Why do I take pride in this Confederate Heritage? I am a liberal-minded progressive! But like so many, I long to belong in my community, a community which the Gullah describe as being composed of “come-yahs” and “bin-yahs.” Everyone wants to be a “bin-ya,” especially in a town like Charleston, which is crawling with rich newcomers and tourists. I am not a 6th generation Charlestonian, nor am I a rich newcomer, so I am left clinging to my strong southern roots, which are proved by my ancestors’ service to the south in what many call the “Late Unpleasantness.”
Until today, I have worn my Confederate heritage as a badge of honor. I am NOT a racist, though I admit I have been more tolerant of racists in my lifetime than I am proud to admit. But what would Papa say about all of this? About flying the Confederate Flag at the South Carolina State House? About defining myself as a daughter of the Confederacy? I can’t help but think he would be hurt and disappointed. He didn’t take me to Robert Haywood Lewis’s grave because he was a Confederate, he took me there because he was family. But why would this proud son of Virginia refuse to glorify his southern heritage? Because it did not define his experience. That was defined by the long-lingering effects of reconstruction in the rural south, by the Great Depression, by World War I, by World War II, and his own rise to success in a textile mill—where people were just people.

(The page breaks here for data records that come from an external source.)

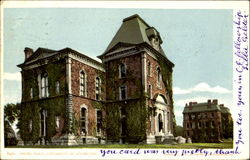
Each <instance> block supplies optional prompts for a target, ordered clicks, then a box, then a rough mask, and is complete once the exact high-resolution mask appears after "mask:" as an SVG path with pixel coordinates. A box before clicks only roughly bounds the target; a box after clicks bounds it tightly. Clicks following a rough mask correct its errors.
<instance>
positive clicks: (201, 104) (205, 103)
mask: <svg viewBox="0 0 250 160" xmlns="http://www.w3.org/2000/svg"><path fill="white" fill-rule="evenodd" d="M209 111H221V109H220V107H219V105H215V104H211V105H210V106H208V104H207V103H198V104H196V105H195V104H193V105H192V107H190V106H187V107H185V108H184V111H183V113H194V112H209Z"/></svg>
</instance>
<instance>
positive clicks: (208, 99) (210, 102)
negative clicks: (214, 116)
mask: <svg viewBox="0 0 250 160" xmlns="http://www.w3.org/2000/svg"><path fill="white" fill-rule="evenodd" d="M207 107H208V108H211V99H208V100H207Z"/></svg>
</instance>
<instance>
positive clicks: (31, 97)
mask: <svg viewBox="0 0 250 160" xmlns="http://www.w3.org/2000/svg"><path fill="white" fill-rule="evenodd" d="M33 97H34V95H33V88H30V98H31V99H32V98H33Z"/></svg>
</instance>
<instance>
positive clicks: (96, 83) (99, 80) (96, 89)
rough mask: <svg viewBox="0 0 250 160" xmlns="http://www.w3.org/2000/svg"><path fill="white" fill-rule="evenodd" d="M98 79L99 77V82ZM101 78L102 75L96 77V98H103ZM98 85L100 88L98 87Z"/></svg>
mask: <svg viewBox="0 0 250 160" xmlns="http://www.w3.org/2000/svg"><path fill="white" fill-rule="evenodd" d="M97 79H99V83H97ZM101 84H102V81H101V78H100V77H96V78H95V99H96V100H101V99H102V98H101ZM97 87H98V88H97Z"/></svg>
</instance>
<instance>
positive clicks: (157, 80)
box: [157, 67, 161, 86]
mask: <svg viewBox="0 0 250 160" xmlns="http://www.w3.org/2000/svg"><path fill="white" fill-rule="evenodd" d="M160 84H161V70H160V68H159V67H157V85H158V86H159V85H160Z"/></svg>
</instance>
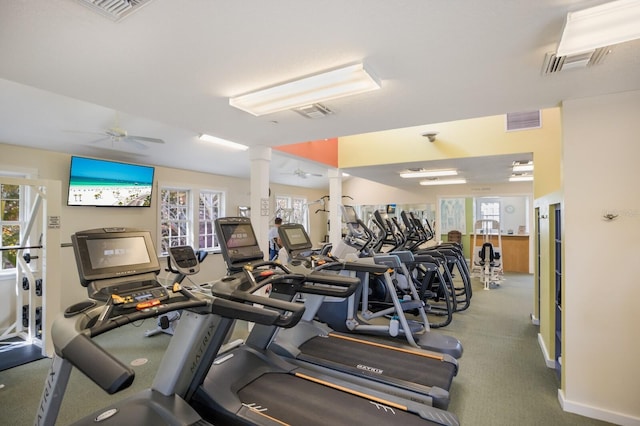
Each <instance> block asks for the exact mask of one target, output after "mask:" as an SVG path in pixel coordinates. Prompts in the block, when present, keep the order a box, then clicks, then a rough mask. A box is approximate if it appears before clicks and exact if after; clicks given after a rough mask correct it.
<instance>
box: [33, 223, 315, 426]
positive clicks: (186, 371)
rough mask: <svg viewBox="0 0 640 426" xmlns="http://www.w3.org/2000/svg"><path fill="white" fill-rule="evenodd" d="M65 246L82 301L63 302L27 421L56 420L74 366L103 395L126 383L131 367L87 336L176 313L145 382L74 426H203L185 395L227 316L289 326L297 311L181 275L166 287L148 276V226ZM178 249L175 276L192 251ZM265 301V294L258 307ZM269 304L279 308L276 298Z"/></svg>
mask: <svg viewBox="0 0 640 426" xmlns="http://www.w3.org/2000/svg"><path fill="white" fill-rule="evenodd" d="M72 243H73V247H74V252H75V256H76V263H77V266H78V273H79V276H80V282H81V284H82V285H83V286H84V287H86V288H87V292H88V295H89V299H87V300H85V301H82V302H79V303H76V304H74V305H71V306H69V307H68V308H67V309H66V310H65V312H64V314H61V315H60V316H59V317H57V318H56V319H55V321H54V323H53V327H52V330H51V338H52V341H53V344H54V349H55V354H54V357H53V360H52V362H51V367H50V369H49V373H48V374H47V377H46V380H45V383H44V389H43V392H42V397H41V400H40V404H39V405H38V410H37V413H36V418H35V421H34V424H35V425H43V426H49V425H53V424H55V423H56V420H57V418H58V414H59V411H60V407H61V405H62V402H63V398H64V394H65V390H66V387H67V383H68V380H69V378H70V376H71V371H72V369H73V368H74V367H75V368H77V369H78V370H79V371H80V372H82V373H83V374H84V375H85V376H87V377H88V378H89V379H91V380H92V381H93V382H94V383H95V384H96V385H98V386H99V387H100V388H102V389H103V390H104V391H105V392H107V393H108V394H115V393H117V392H120V391H121V390H123V389H126V388H128V387H129V386H130V385H131V383H132V382H133V381H134V379H135V372H134V370H132V369H131V368H130V367H129V366H128V365H126V364H124V363H123V362H121V361H120V360H118V359H117V358H115V357H114V356H113V355H111V354H110V353H108V352H107V351H105V350H104V349H103V348H101V347H100V346H99V345H98V344H96V343H95V341H94V340H92V339H93V338H94V337H96V336H98V335H100V334H103V333H106V332H108V331H111V330H113V329H116V328H118V327H122V326H124V325H126V324H131V323H135V322H138V321H141V320H144V319H146V318H152V317H157V316H160V315H163V314H167V313H170V312H173V311H176V310H183V313H184V314H183V316H182V318H181V319H180V323H179V325H178V327H177V329H176V332H175V334H174V336H173V337H172V339H171V341H170V343H169V346H168V348H167V350H166V352H165V355H164V357H163V360H162V363H161V365H160V367H159V369H158V372H157V374H156V376H155V379H154V381H153V384H152V386H151V387H150V388H148V389H145V390H143V391H140V392H138V393H135V394H134V395H131V396H130V397H128V398H125V399H123V400H121V401H118V402H116V403H114V404H112V405H111V406H109V407H106V408H104V409H102V410H100V411H98V412H96V413H94V414H91V415H89V416H87V417H84V418H83V419H80V420H78V421H77V422H74V425H95V424H97V423H99V424H101V425H116V426H119V425H123V424H135V425H152V426H159V425H198V426H203V425H208V424H210V423H208V422H207V421H206V420H204V419H203V418H202V416H201V415H200V414H199V413H198V412H197V411H196V410H195V409H194V408H193V407H191V406H190V405H189V403H188V399H189V397H190V395H191V394H192V391H191V389H192V388H193V384H194V383H200V382H201V380H202V378H201V377H202V373H200V372H201V371H203V370H204V371H205V372H206V369H208V367H209V365H207V364H206V361H207V360H208V359H209V358H211V355H210V354H213V355H215V354H216V353H217V352H218V351H219V349H220V347H221V346H222V343H223V342H224V338H225V337H226V332H227V330H228V328H227V327H228V324H230V323H232V321H233V318H238V319H244V320H247V321H255V322H257V323H261V324H277V325H279V326H283V327H289V326H292V325H294V324H295V323H296V322H297V321H298V320H299V319H300V318H301V314H302V312H303V309H300V308H299V306H295V304H289V310H290V311H291V312H292V314H291V315H287V316H284V315H282V314H281V313H279V312H276V311H274V310H268V309H262V308H258V307H255V306H253V305H247V304H245V303H243V302H240V301H230V300H226V299H222V298H214V297H211V296H205V295H203V294H192V293H191V292H189V291H188V290H186V289H185V288H183V287H182V286H181V285H180V283H179V281H182V280H181V279H179V280H176V281H175V282H174V284H173V285H171V286H169V287H168V288H167V287H164V286H162V285H161V284H160V283H159V282H158V281H157V280H156V278H157V274H158V273H159V271H160V265H159V263H158V258H157V256H156V251H155V248H154V246H153V243H152V240H151V234H150V233H149V231H145V230H137V229H130V228H99V229H93V230H88V231H81V232H77V233H76V234H74V235H72ZM185 249H187V248H184V249H181V248H171V249H170V256H171V257H172V258H173V259H174V261H175V262H176V265H177V268H178V269H180V270H181V273H180V274H181V275H180V276H181V277H184V274H191V273H195V271H196V270H197V259H196V257H195V253H194V252H193V250H192V249H191V248H190V247H188V249H189V250H190V251H186V250H185ZM176 250H180V252H179V253H177V252H176ZM174 254H178V255H177V256H175V257H174ZM270 303H271V301H270V300H268V299H266V300H265V301H264V303H263V304H265V305H269V304H270ZM276 306H278V307H279V308H283V307H284V306H285V305H284V304H283V302H279V304H277V305H276ZM207 354H209V355H207Z"/></svg>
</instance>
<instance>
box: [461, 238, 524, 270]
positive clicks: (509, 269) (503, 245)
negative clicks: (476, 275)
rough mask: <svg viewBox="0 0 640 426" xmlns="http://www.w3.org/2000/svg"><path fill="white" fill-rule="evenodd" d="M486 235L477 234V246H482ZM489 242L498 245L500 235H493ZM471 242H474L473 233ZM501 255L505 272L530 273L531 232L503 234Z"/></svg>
mask: <svg viewBox="0 0 640 426" xmlns="http://www.w3.org/2000/svg"><path fill="white" fill-rule="evenodd" d="M484 237H486V235H481V234H478V235H477V236H476V246H477V247H482V243H483V242H484ZM489 242H490V243H491V244H493V245H494V246H497V245H498V236H497V235H491V236H490V239H489ZM469 243H470V244H473V234H471V235H470V240H469ZM476 250H478V249H476ZM501 255H502V267H503V270H504V271H505V272H524V273H529V234H525V235H522V234H514V235H508V234H502V253H501ZM472 259H473V258H472Z"/></svg>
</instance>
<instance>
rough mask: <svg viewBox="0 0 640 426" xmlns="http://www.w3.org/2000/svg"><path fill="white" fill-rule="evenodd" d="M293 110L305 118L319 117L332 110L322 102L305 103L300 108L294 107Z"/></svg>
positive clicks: (331, 112)
mask: <svg viewBox="0 0 640 426" xmlns="http://www.w3.org/2000/svg"><path fill="white" fill-rule="evenodd" d="M294 111H295V112H297V113H298V114H301V115H303V116H305V117H307V118H321V117H324V116H327V115H329V114H333V111H331V110H330V109H329V108H327V107H326V106H324V105H322V104H312V105H306V106H303V107H300V108H294Z"/></svg>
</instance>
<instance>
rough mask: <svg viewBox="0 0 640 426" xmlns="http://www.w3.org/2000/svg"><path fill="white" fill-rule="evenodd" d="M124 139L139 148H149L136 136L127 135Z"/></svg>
mask: <svg viewBox="0 0 640 426" xmlns="http://www.w3.org/2000/svg"><path fill="white" fill-rule="evenodd" d="M123 140H124V141H125V142H127V143H130V144H131V145H133V146H135V147H136V148H138V149H149V147H148V146H146V145H145V144H143V143H141V142H139V141H137V140H136V139H135V137H134V136H127V137H126V138H123Z"/></svg>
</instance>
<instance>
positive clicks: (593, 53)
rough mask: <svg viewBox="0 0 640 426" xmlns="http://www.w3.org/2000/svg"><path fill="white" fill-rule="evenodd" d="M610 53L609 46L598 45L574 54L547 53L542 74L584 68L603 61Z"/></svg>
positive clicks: (596, 64) (543, 66)
mask: <svg viewBox="0 0 640 426" xmlns="http://www.w3.org/2000/svg"><path fill="white" fill-rule="evenodd" d="M609 53H611V47H610V46H607V47H599V48H598V49H595V50H592V51H590V52H586V53H579V54H576V55H567V56H556V54H555V53H547V54H546V55H545V56H544V64H543V65H542V74H554V73H557V72H560V71H567V70H571V69H578V68H586V67H590V66H592V65H597V64H600V63H602V61H604V58H605V57H606V56H607V55H608V54H609Z"/></svg>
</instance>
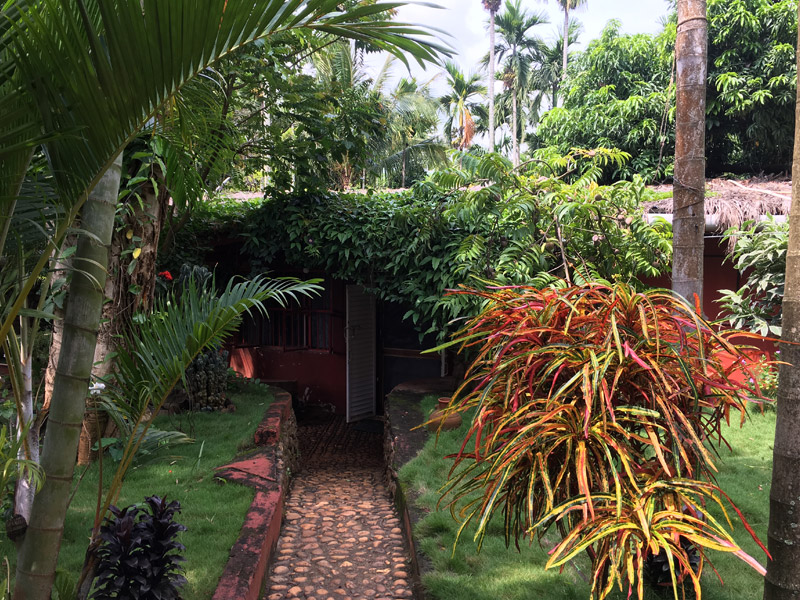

I never heard Papa say a disparaging word about another soul until I asked him about the KKK. I had gone to boarding school in Connecticut and, suffice it to say, the history of America in the 19th century taught there was a bit different than what I had learned at home in South Carolina. While I was there, Papa would send me care packages consisting of Moon Pies and R.C. Cola to ensure I didn’t lose my southern soul, but when I innocently asked Papa if he had known anyone in the KKK, he quickly retorted, “those people are trash.” He was a gentleman and I know now that I had insulted him by even asking the question. But he was right, there is no lower form of being human than a racist.
I will no longer show pride in Confederate service of those on my family tree — not because I am not proud of them for doing what they thought was right in a time that I will never be able to fully comprehend — but because I don’t want anyone to ever misinterpret my love of family, my love of the south, my desire to be a “bin-yah” for anything remotely associated with racism or hate. I will disassociate myself from the Confederate flag that has come to symbolize something horrible and hurtful. Instead, I will better document my ancestors who helped bring independence to America and to show my southern pride, I will fly the Liberty banner of Col. Moultrie, a banner that better represents the whole of my community, including my brothers and sisters at Mother Emanuel.